The smartphone industry is still in its infancy, but its strategic importance to computer companies big and small can't be overstated. Recent moves from Apple and Microsoft show that the big guys are not going to be shy about deploying their array of patents as competition increases.
HTC's lawyers have had a busy couple of weeks, responding to a wide-ranging patent lawsuit filed by Apple and negotiating a patent licensing deal with Microsoft. The common thread? HTC's Android phones, which represent some of its best work over the last year and a possible threat to Apple's and Microsoft's mobile ambitions.
So why all this attention to HTC, the fourth-largest smartphone maker in the world? HTC is perhaps the most high-profile Android customer, along with Motorola and Samsung. Unfortunately for HTC, it's also considered to be the most patent-poor company among those mobile partners.
Companies like Motorola, with a legacy of mobile phone development, have a far better defensive position, said Ken Dulaney, an analyst with Gartner. Any company that tried to sue Motorola over mobile patent issues would likely find itself ripe for a countersuit, given that Motorola could pick through its array of patents and find technology that arguably infringes on its holdings.

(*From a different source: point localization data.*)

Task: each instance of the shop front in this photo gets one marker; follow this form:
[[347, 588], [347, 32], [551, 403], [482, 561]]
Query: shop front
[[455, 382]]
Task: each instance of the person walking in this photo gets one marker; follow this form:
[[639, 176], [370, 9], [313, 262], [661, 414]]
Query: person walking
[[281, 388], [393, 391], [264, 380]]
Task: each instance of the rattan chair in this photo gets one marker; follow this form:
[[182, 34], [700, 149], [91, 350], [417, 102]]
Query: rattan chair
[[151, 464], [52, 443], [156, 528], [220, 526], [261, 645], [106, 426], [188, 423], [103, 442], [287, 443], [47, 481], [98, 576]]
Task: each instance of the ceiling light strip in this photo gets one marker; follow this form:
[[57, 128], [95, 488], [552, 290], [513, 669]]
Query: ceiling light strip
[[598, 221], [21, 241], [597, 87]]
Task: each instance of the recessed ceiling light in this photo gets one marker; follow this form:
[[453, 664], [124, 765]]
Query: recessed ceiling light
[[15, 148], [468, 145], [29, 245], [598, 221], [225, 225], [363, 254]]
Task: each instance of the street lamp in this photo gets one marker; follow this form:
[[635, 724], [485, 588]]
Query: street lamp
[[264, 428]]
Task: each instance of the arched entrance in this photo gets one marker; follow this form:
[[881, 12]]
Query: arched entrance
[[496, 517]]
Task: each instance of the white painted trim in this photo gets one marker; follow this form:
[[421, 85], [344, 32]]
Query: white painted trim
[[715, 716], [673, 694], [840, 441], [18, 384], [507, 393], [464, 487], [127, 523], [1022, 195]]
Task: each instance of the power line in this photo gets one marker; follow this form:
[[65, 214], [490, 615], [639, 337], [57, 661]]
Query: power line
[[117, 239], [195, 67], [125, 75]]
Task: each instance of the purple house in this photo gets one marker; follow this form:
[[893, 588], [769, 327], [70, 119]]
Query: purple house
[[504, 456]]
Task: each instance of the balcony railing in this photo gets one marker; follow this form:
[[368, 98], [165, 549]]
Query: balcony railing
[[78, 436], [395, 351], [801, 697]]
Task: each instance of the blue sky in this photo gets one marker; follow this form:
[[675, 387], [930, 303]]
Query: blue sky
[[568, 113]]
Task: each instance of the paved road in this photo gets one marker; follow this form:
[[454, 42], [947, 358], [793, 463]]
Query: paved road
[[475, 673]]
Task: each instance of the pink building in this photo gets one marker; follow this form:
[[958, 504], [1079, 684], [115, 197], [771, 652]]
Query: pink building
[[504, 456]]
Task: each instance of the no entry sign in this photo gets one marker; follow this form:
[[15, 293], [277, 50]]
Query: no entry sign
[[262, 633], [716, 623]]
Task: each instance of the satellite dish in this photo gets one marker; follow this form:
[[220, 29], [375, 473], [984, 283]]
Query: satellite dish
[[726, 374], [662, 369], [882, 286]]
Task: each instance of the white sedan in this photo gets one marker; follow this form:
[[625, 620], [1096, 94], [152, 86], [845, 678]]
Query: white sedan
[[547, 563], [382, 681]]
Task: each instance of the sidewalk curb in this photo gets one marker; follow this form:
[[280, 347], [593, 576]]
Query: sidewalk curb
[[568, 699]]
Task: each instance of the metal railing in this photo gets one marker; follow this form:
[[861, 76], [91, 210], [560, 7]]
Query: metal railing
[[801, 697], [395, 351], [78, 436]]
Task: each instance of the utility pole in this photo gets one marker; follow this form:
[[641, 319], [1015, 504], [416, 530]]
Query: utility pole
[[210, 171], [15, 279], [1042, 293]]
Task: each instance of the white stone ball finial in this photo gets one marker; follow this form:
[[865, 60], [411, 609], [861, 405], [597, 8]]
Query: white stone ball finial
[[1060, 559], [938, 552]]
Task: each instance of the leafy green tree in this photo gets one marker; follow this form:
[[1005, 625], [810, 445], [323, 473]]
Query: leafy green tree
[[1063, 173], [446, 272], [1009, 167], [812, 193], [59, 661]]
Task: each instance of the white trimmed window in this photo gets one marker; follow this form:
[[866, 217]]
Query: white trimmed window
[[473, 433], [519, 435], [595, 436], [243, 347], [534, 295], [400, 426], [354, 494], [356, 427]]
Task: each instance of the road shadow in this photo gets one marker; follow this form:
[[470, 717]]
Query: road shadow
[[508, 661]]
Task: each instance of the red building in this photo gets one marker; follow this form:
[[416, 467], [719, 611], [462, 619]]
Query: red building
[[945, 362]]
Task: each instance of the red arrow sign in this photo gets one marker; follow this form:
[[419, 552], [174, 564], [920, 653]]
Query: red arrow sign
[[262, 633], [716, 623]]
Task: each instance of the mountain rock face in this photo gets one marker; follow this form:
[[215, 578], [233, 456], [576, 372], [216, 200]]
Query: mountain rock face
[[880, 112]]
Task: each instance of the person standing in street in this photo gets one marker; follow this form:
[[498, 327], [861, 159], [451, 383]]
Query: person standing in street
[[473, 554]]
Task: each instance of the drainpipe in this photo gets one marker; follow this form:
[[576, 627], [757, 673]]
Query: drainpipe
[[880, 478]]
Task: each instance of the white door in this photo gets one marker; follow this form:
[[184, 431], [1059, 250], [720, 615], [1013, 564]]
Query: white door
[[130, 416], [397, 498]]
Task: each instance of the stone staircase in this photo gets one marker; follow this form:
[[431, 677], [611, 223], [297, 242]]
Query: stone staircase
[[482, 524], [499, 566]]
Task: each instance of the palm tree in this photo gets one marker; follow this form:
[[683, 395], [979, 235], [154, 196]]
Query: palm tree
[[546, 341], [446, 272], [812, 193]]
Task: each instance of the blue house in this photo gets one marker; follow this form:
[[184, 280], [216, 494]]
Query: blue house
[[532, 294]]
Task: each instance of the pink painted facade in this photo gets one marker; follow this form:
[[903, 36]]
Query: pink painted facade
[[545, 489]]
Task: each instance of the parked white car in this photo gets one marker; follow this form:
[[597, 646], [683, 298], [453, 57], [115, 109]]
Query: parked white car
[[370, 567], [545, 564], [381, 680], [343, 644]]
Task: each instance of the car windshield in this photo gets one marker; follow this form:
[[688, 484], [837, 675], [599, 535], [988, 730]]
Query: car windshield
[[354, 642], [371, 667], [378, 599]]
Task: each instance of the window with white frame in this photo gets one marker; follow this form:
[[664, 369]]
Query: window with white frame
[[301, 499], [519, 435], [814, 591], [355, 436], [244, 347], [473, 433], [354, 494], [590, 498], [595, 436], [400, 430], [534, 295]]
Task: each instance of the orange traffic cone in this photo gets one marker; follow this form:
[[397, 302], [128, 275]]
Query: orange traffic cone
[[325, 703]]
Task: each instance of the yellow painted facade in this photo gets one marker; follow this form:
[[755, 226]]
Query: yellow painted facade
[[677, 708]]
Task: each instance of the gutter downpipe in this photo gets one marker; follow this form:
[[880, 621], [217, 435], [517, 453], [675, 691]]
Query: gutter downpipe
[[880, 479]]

Still, other Android partners are sure to be wondering if they are next. And over at Google--the indirect target--executives appear to be mulling what to do. Not that we know for sure since they've gone into near-complete radio silence on the issue. Google has yet to make a strong statement regarding Apple's March lawsuit against HTC and refused to comment on anything related to Microsoft's licensing deal on Wednesday.
For now, it appears HTC is going to have to fight these battles on its own. Google has said that it supports its Android partners, but has not elaborated on whether that includes monetary support, legal support, or moral support. At Google's Campfire One event in March, just after Apple announced its HTC lawsuit, a senior Google executive grew extremely uncomfortable when the lawsuit was brought up on the sidelines of the event, refusing to comment one way or another on the suit even off the record.
But, as Michael Gartenberg, an analyst with Altimeter Group, noted in his blog Wednesday morning, other Android partners may be wondering if one of the main selling points for Android--that it costs handset makers nothing--is becoming less of an advantage.
"The net is a changed dynamic in the cost of what implementing (an) OS really is and handset vendors' willingness to settle patent claims or go through the hassle of the courts," Gartenberg wrote. If Android partners have to account for the cost of defending themselves against patent claims or making licensing payments as part of the cost of building an Android phone, the process no longer appears to be free.
Motorola representatives did not respond to requests for comment on whether or not Microsoft or Apple had contacted it about potential licensing deals. A Samsung representative declined to comment on the same question.
There are certainly other selling points to the Android platform besides its cost, but businesses hate uncertainty, especially when it comes to patent cases that can drag on for years without a clear resolution.
Open-source licensing may also help explain why HTC, rather than Google, has become such a target. Android is made available to partners under the Apache 2.0 license, which makes the licensee responsible for any patent violations, according to Mark Goldstein, a patent lawyer with SoCal IP Law Group in Westlake Village, Calif.
At the same time, it's harder to sue for patent infringement until the technologies have been implemented in a final product, Dulaney said. "They got sued because until you take open source and put it in a product you can't get sued," he said.
Of course, Google also has a significant amount of resources to defend itself against any such attacks.
By attacking Google's Android distribution chain, however, the companies can go after Android without attacking Google head on. That may be a shrewd, hardball move: Android has emerged as the clear threat to both Apple and Microsoft's mobile businesses, and up until the lawyers started to get involved, there seemed no downside to using Android in a phone. Handset makers like Motorola are not going to see Apple license the iPhone OS, and Windows Mobile is not competitive against iPhone OS or Android.
Microsoft's competitive position might change later this year when Windows Phone 7 devices are released, but until that's ready the intellectual property lawyers may be Redmond's biggest weapon as they go after Google's partners.
How Google reacts to such attacks will set the stage for the second round of Android's development. No matter what happens, doing business with Google's Android has just gotten more expensive.